Recovery of high-affinity phage from a nitrostreptavidin matrix in phage-display technology.

A novel approach for the selection of high-affinity phage from phage-peptide libraries is described. The methodology employs a chemically modified form of streptavidin, termed nitrostreptavidin, which exhibits a reversible attraction for biotin. The new approach emulates conventional procedures in that a biotinylated probe, in this case biotinylated alpha-bungarotoxin, is attached to an immobilized streptavidin matrix. The phage library is introduced, and interacting phage particles are released under conventional acidic conditions (pH 2.2). At this stage, the primary peptide sequences characterizing the released phage are found to be identical with those previously known to interact with the toxin. However, other phage particles, which presumably interact more strongly than those released by acid, remain attached to the immobilized toxin. These can be released by virtue of the reversible biotin-binding properties of nitrostreptavidin. For this purpose, alkaline solutions (pH 10) or free biotin can be used.
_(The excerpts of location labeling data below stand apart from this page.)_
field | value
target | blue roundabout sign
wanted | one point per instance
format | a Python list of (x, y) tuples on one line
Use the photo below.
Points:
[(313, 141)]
Using this approach, phage particles that recognize alpha-bungarotoxin were isolated; their peptide sequences were found to be similar to, but clearly distinct from, those collected by conventional acid elution. The affinity of the isolated phage was dramatically higher than that of phage obtained by the conventional methodology. In contrast, their synthetically prepared 15-mer peptides actually exhibited a lower affinity for the toxin than that shown by peptides prepared on the basis of the sequence obtained from conventional acid-eluted phage. This apparent discrepancy can be explained by an altered conformational state of the peptides in solution, compared to the epitopes expressed in situ on the phage surface.